Closed bdeng3 closed 2 years ago
You can deploy the three Models into three services and connect the three Models using the "Ensemble Models" functionality provided by Triton.
docs: https://github.com/triton-inference-server/server/blob/main/docs/architecture.md#ensemble-models
I see. If we deploy three Models into three services, if I understand correctly, we'll need to do some heavy lifting to manually include the preprocessing and postprocessing steps into our deployment scripts. And we can find those processing code inside the predict_system.py
offered in PaddleOCR?
Yes. In Triton, there are actually three models and one service. This service connects the three Models into a single service using "Ensemble Models" .When you use the client to send requests, you only need to send requests to the Ensemble Models, not the other three Models.
We have two examples of NLP, although it is in Chinese, but you can refer to them:
https://github.com/PaddlePaddle/PaddleNLP/tree/develop/model_zoo/ernie-3.0/deploy/triton/models
'models' directory inlcude : 'ernie_seqcls' and 'ernie_tokencls' , two "Ensemble Models".
As you can see in the configuration file of 'ernie_seqcls' , it concatenates three models, 'ernie_tokenizer', 'ernie_seqcls_model', and 'ernie_seqcls_postprocess', each corresponding to three directories with the same name.
This is the 'ernie_seqcls' client request code: You just send the request to the 'ernie_seqcls' service.
@bdeng3 The first time you're dealing with a Pipeline deployment, it's a real hassle. But after success, the "Ensemble Models" worked really well.
You need to modify the config file in conjunction with the Triton official documentation and the PaddleOCR inference script.
@heliqi I see, that example really helps!
One more question, I notice the triton inference container nvcr.io/nvidia/tritonserver:21.10-py3
currently doesn't support Paddle
backend. So I guess if we closely followed the example, we'll need to convert our paddle model into onnx model and install Paddle
environment inside the docker container?
Is it possible that we use paddlepaddle/triton_paddle:21.10
container image, and serve "ensemble paddle" model instead?
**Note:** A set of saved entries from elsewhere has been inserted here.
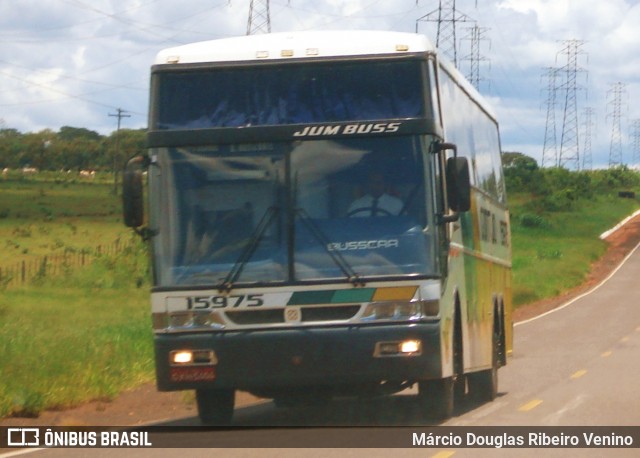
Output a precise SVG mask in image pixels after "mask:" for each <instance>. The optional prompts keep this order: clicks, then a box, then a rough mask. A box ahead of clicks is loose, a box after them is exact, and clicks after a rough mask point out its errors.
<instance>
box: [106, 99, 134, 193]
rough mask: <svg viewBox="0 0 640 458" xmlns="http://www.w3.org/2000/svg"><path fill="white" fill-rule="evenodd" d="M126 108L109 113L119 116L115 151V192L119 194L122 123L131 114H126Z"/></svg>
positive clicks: (113, 160) (116, 116)
mask: <svg viewBox="0 0 640 458" xmlns="http://www.w3.org/2000/svg"><path fill="white" fill-rule="evenodd" d="M125 113H126V110H123V109H122V108H118V112H117V113H109V116H111V117H114V118H118V128H117V130H116V150H115V152H114V153H113V194H118V158H119V157H120V123H121V121H122V118H130V117H131V115H130V114H125Z"/></svg>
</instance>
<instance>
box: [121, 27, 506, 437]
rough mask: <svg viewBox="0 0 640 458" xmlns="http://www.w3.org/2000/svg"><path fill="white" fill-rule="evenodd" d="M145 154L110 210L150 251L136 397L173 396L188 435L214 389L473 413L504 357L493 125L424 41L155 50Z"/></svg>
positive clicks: (274, 398) (504, 354)
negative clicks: (149, 374)
mask: <svg viewBox="0 0 640 458" xmlns="http://www.w3.org/2000/svg"><path fill="white" fill-rule="evenodd" d="M148 146H149V151H148V156H145V157H137V158H134V159H132V160H131V161H130V162H129V164H128V166H127V169H126V171H125V180H124V197H123V200H124V207H125V210H124V211H125V222H126V224H127V225H128V226H131V227H134V228H136V230H137V231H138V232H139V233H141V234H143V235H144V236H145V237H146V238H148V240H149V243H150V247H151V258H152V264H153V287H152V291H151V306H152V321H153V329H154V344H155V358H156V368H157V369H156V370H157V385H158V388H159V389H160V390H162V391H172V390H187V389H193V390H195V391H196V400H197V405H198V413H199V416H200V419H201V420H202V422H203V423H205V424H229V423H230V422H231V421H232V416H233V411H234V400H235V392H236V390H243V391H247V392H250V393H253V394H255V395H256V396H259V397H264V398H272V399H274V401H275V402H276V405H285V406H286V405H294V404H298V403H305V402H311V401H318V400H322V401H326V400H327V399H330V398H332V397H337V396H360V397H361V396H368V395H384V394H393V393H396V392H400V391H402V390H405V389H406V388H409V387H412V386H414V385H415V386H417V391H416V393H417V394H415V401H416V403H417V405H418V406H419V408H420V409H422V411H424V412H425V413H426V414H428V415H432V416H435V417H438V418H447V417H449V416H451V415H452V414H453V408H454V402H455V400H456V399H459V398H461V397H463V396H477V397H479V398H482V399H486V400H491V399H493V398H495V396H496V392H497V370H498V368H499V367H500V366H502V365H504V364H506V362H507V353H508V352H509V351H510V350H511V344H512V321H511V260H510V252H511V244H510V229H509V214H508V211H507V207H506V196H505V191H504V181H503V174H502V166H501V160H500V140H499V133H498V123H497V121H496V117H495V115H494V113H493V111H492V109H491V108H490V107H489V106H488V105H487V103H486V102H485V101H484V100H483V99H482V97H481V96H480V95H479V94H478V93H477V92H476V91H475V90H474V89H473V87H472V86H471V85H470V84H469V83H468V82H466V81H465V80H464V78H463V77H462V76H461V75H460V74H459V72H458V71H456V70H455V68H454V67H453V66H452V65H451V64H450V63H448V62H446V61H445V60H444V59H441V58H440V57H439V56H438V53H437V51H436V49H435V48H434V46H433V45H432V44H431V43H430V42H429V40H428V39H427V38H425V37H424V36H422V35H417V34H405V33H393V32H370V31H352V32H336V31H331V32H304V33H297V32H296V33H283V34H271V35H260V36H247V37H239V38H230V39H221V40H215V41H208V42H202V43H195V44H190V45H185V46H180V47H175V48H171V49H167V50H164V51H162V52H160V53H159V54H158V56H157V60H156V62H155V64H154V65H153V67H152V69H151V101H150V119H149V132H148ZM144 172H147V173H144ZM143 175H146V176H148V200H147V202H146V204H145V203H144V202H143V199H142V189H143V184H142V177H143ZM145 206H148V209H149V212H148V213H149V215H148V218H147V217H146V216H145V214H144V212H143V208H144V207H145Z"/></svg>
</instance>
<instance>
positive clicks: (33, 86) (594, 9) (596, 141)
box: [0, 0, 640, 168]
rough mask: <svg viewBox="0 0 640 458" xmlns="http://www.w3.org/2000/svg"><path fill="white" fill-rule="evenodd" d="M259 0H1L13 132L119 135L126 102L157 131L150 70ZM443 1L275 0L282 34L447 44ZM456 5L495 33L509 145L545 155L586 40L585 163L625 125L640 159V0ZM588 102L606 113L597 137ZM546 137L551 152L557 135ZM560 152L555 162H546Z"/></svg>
mask: <svg viewBox="0 0 640 458" xmlns="http://www.w3.org/2000/svg"><path fill="white" fill-rule="evenodd" d="M262 1H264V0H262ZM450 2H451V0H449V1H448V2H446V1H445V2H443V3H450ZM255 3H256V4H257V3H259V0H255ZM249 4H250V0H180V1H175V0H19V1H16V0H0V51H1V52H0V128H14V129H18V130H19V131H21V132H37V131H39V130H42V129H47V128H48V129H52V130H58V129H59V128H60V127H62V126H72V127H84V128H87V129H90V130H95V131H98V132H100V133H101V134H105V135H106V134H109V133H110V132H112V131H114V130H115V129H116V125H117V124H116V122H117V121H116V117H114V116H110V115H114V114H116V113H117V110H118V109H122V110H126V114H127V115H129V117H126V118H123V119H122V127H126V128H144V127H146V125H147V112H148V90H149V68H150V66H151V64H152V62H153V60H154V57H155V55H156V54H157V53H158V51H160V50H161V49H163V48H167V47H173V46H176V45H180V44H186V43H190V42H195V41H204V40H211V39H218V38H226V37H231V36H239V35H245V34H246V31H247V19H248V16H249ZM438 5H439V1H438V0H417V1H416V0H393V1H391V0H271V1H270V13H271V14H270V15H271V30H272V32H286V31H294V30H296V31H297V30H336V29H343V30H344V29H373V30H391V31H399V32H415V31H416V27H417V29H418V32H419V33H424V34H426V35H427V36H429V37H430V38H431V39H432V41H434V42H435V41H436V37H437V29H436V23H435V22H427V21H419V22H417V20H418V19H419V18H423V17H424V16H425V15H427V14H428V13H430V12H432V11H434V10H436V9H437V8H438ZM456 8H457V10H458V11H459V14H460V15H464V17H466V18H469V19H470V20H471V19H472V20H475V21H476V22H475V24H477V25H478V27H480V28H481V30H482V31H483V33H482V38H483V40H481V41H480V53H481V60H480V61H479V71H480V77H481V80H480V82H479V89H480V92H481V93H482V94H483V95H484V96H485V97H486V98H487V99H488V101H489V102H490V104H492V105H493V107H494V109H495V111H496V113H497V115H498V120H499V122H500V129H501V136H502V149H503V151H517V152H522V153H524V154H527V155H529V156H531V157H533V158H535V159H536V160H537V161H538V162H539V163H541V162H542V155H543V149H544V144H545V133H547V134H548V133H549V132H551V130H550V129H549V130H548V129H546V127H545V126H546V125H547V113H548V110H547V106H546V101H547V98H548V90H547V87H548V78H547V77H546V76H544V75H545V72H546V71H547V69H548V68H550V67H563V66H566V65H567V55H566V53H563V52H562V51H563V49H564V48H565V46H566V41H567V40H579V42H580V43H581V45H580V47H579V51H580V53H579V54H578V55H577V62H576V63H577V65H578V70H579V71H578V72H577V73H576V86H577V91H576V93H575V100H576V105H575V112H576V113H577V114H578V122H577V127H578V129H577V138H578V141H577V145H578V147H577V148H578V155H580V162H582V159H583V158H584V156H586V154H584V153H585V151H588V149H585V145H584V141H585V140H586V139H588V138H590V140H591V157H592V166H593V167H594V168H596V167H606V166H607V165H608V164H609V159H610V153H611V140H612V133H614V132H615V133H616V134H617V135H614V136H613V137H614V138H619V139H620V146H621V151H622V163H624V164H627V165H632V166H634V165H635V164H636V163H637V162H640V161H637V160H635V159H634V148H633V144H634V139H635V143H638V142H640V140H639V139H638V138H637V137H638V135H640V132H638V129H640V128H635V129H634V128H633V127H632V126H633V122H634V120H636V119H640V106H638V104H637V103H635V101H636V100H638V98H639V97H640V27H638V24H640V0H457V1H456ZM473 24H474V22H471V21H469V22H458V24H457V29H456V34H457V37H458V41H457V46H458V58H459V60H460V62H459V65H458V67H459V69H460V70H461V71H462V73H464V74H468V73H469V61H466V60H464V57H466V56H468V55H469V54H470V44H471V41H470V40H468V39H465V38H467V37H469V34H470V27H471V26H472V25H473ZM561 75H562V74H561ZM561 82H562V76H561V77H560V79H559V80H558V84H561ZM616 83H623V85H622V86H618V87H621V88H622V89H623V90H622V92H621V98H620V100H621V103H620V110H619V112H618V113H619V118H618V117H617V116H615V115H614V114H615V105H616V104H615V103H614V99H615V90H614V88H615V87H616V86H615V84H616ZM565 95H566V94H565V93H564V92H563V91H562V90H558V91H556V96H557V98H556V108H555V110H553V113H554V116H555V126H556V142H555V145H556V147H557V150H560V146H561V143H562V135H563V126H565V122H564V112H565V108H564V107H565ZM587 107H590V108H591V110H592V112H593V115H592V125H591V127H590V129H589V130H590V131H591V135H590V137H589V136H587V135H586V128H587V126H586V122H585V119H586V116H585V115H584V111H585V109H586V108H587ZM571 111H572V110H571V109H570V110H569V112H571ZM616 118H617V119H619V120H620V130H619V131H618V130H617V129H616V128H615V126H614V123H613V122H614V120H615V119H616ZM566 125H567V127H565V129H567V133H566V134H565V138H570V137H571V132H570V129H571V126H572V125H573V126H574V128H573V131H576V129H575V125H576V124H575V123H572V122H570V120H569V121H568V122H567V123H566ZM618 132H619V134H618ZM634 132H635V135H634ZM548 137H549V135H547V138H548ZM575 143H576V142H573V143H572V142H568V146H567V149H566V150H565V151H566V152H565V153H563V154H565V156H575V155H576V154H575V148H573V149H572V148H571V146H572V144H575ZM547 144H548V145H549V148H550V149H548V150H547V151H551V152H550V153H549V154H548V155H547V156H546V157H547V158H549V156H551V155H552V150H553V146H554V143H553V142H551V143H547ZM616 145H618V143H617V142H615V143H614V146H616ZM616 151H618V150H617V148H614V152H616ZM554 160H555V159H554V158H550V159H545V161H546V164H547V165H549V162H553V161H554ZM614 160H615V158H614ZM639 165H640V164H639ZM569 168H571V165H570V164H569Z"/></svg>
I guess the advantage of this way is we could skip the installation of paddlepaddle inside the container, and no longer need to convert paddle model into onnx?
@bdeng3 You used the container paddlepaddle/triton_paddle:21.10
and changed Backend
in example config to backend: "paddle"
.
Everything else in this example is the same, so you don't need to change it.
OK. Thanks again for the instructions!
To confirm, I need to change the config for model to backend: "paddle"
, and leave the configs for preprocessing or postprocessing to backend: "python"
unchanged?
@bdeng3 For the examples I provide, the preprocessing
and postprocessing
is unchanged and backend: "python"
is used.
For your PaddleOCR example, If preprocessing
and postprocessing
is also implemented in Python, backend: "python"
is used. If preprocessing
and postprocessing
is implemented in PaddlePaddle Model, backend: "paddle"
is used.
Got it. I'm looking very closely in the PaddleOCR inference code, there are a few preprocessing operation such as DetResizeForTest
, NormalizeImage
, ToCHWImage
, KeepKeys
, I think backend: python
should be the way to go.
Hey team,
I got a question on how to deploy PaddleOCR using triton.
PaddleOCR consists of three models (
detection
,orientation classifier
, andrecognition
) and some processing steps might exist between those models. I was wondering if we should wrap all three models into one "meta-model", and server the "meta-model" in Triton server? I was thinking about doing something like below:Or should we serve three models separately? But given the complexity of the
predict_system.py
script provided by the PaddleOCR team, I feel we can reuse their inference script to connect those three models together. Using these three models separately sounds like a rabbit hole. Any suggestions are very welcome!!